OCT.06.2010           JAN.16.2011

The extraordinary in everyday life

John Gutmann
Maintenance Worker Moving Down Main Cable of Golden Gate Bridge, San Francisco
, 1947
© 1998 Arizona Board of Regents
Collection Center for Creative Photography, University of Arizona

Exhibition

 

OCT.06.2010         JAN.16.2011

Location

Recoletos Exhibition Hall
Paseo Recoletos 23, 28004 Madrid

Fundación MAPFRE, in collaboration with the Center for Creative Photography of the University of Arizona, organized this exhibition consisting of more than one hundred photographs showing the work of one of the greatest American artists of the 20th century.

The exhibition

This exhibition represented an updating of the work of John Gutmann (1905-1998), a photographer whose career, thanks to his singular power of perception, contributed a   unique and fascinating vision to the history of photography.

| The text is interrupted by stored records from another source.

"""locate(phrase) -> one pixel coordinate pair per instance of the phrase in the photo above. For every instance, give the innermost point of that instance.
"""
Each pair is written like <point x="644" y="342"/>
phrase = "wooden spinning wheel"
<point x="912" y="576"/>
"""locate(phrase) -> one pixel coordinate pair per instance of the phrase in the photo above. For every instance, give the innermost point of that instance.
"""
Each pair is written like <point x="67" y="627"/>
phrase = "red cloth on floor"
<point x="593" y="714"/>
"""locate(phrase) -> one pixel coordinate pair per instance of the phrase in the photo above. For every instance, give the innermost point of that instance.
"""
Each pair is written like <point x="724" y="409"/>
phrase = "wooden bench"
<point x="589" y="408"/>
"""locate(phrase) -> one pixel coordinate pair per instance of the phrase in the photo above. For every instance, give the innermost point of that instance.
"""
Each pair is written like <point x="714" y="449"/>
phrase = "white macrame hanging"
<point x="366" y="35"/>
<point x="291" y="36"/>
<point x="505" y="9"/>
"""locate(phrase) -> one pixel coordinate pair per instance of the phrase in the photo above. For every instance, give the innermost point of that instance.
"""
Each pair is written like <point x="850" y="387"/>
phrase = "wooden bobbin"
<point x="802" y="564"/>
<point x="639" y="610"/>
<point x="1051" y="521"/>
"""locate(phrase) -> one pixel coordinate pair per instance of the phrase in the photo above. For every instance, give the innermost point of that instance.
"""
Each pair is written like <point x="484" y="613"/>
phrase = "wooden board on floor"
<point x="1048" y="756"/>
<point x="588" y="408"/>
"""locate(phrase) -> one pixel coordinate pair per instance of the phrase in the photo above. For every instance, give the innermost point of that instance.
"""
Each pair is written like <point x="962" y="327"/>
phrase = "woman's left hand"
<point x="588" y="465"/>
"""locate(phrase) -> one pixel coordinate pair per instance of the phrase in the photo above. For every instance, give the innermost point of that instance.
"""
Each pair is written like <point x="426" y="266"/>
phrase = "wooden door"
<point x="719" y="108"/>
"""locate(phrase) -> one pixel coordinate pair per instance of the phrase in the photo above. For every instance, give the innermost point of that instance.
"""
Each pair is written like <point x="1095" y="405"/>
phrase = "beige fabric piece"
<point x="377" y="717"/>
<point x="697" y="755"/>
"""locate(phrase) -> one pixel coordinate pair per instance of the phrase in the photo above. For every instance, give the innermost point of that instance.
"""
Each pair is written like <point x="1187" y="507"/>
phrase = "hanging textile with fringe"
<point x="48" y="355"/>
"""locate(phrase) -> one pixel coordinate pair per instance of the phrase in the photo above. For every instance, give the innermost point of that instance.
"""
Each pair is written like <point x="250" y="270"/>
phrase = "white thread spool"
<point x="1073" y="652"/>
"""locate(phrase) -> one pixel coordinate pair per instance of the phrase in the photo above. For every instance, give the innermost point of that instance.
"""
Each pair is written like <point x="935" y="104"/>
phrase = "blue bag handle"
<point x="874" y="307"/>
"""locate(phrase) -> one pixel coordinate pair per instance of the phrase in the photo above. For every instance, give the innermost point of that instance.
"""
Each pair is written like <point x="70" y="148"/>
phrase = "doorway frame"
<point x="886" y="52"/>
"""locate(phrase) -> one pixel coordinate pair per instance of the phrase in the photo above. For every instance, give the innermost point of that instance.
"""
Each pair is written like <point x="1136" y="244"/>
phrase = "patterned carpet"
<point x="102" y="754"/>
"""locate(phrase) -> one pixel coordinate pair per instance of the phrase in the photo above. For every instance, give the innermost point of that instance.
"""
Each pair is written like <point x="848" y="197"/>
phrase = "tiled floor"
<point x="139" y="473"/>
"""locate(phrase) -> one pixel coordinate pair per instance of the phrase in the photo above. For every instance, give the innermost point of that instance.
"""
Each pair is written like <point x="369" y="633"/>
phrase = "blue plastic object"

Gutmann represents, beyond a doubt, the image of the modern artist.

Born into a Jewish family, as soon as the Nazis came to power in 1933, Gutmann emigrated to the United States. His arrival to San Francisco at the end of 1933 signaled an encounter with a different culture. His immediate fascination with everything American inspired him to go out into the street with the aim of capturing everything he considered “marvelous”. In contrast to refined photographers,Gutmann preferred chronicling a society in a constant state of flux.

For him, photography was another way of seeing the world, the vision of a foreigner in a country where everything was possible. Gutmann made pictures of anything that was new to him: cars, advertising structures, marginal people, social chaos and ethnic diversity.  Reflected in all his work is his infallible instinct for capturing the most expressive moment from the least common angle, reproducing the extraordinary in everyday life.

With the unexpected rise of the photography market in the 1970s and the sudden interest in rediscoveries, Gutmann decided to reissue his work. He began to review his negatives and make copies of the photographs he considered the most interesting (sometimes giving them new titles), creating a useful narrative of his work and life. The majority of the photographs that make up the exhibition belongs to these later copies that the artist reissued between 1973 and 1995, although we can also see some of his vintage images.

Gutmann is considered one of the most distinguished photographers. His work is seen as an unusual synthesis of the sensibilities of Europe and the United States during the interwar period. Gutmann’s photographs are surprising because of their conscious lack of sophistication. This special feature of his work situates him between journalism and expressiveness, creatingdisturbing and unconventional scenes. Gutmann always wanted to be among the “indescribable” but his avant-garde sensibility makes his images unique, occupying a very important place in the history of photography.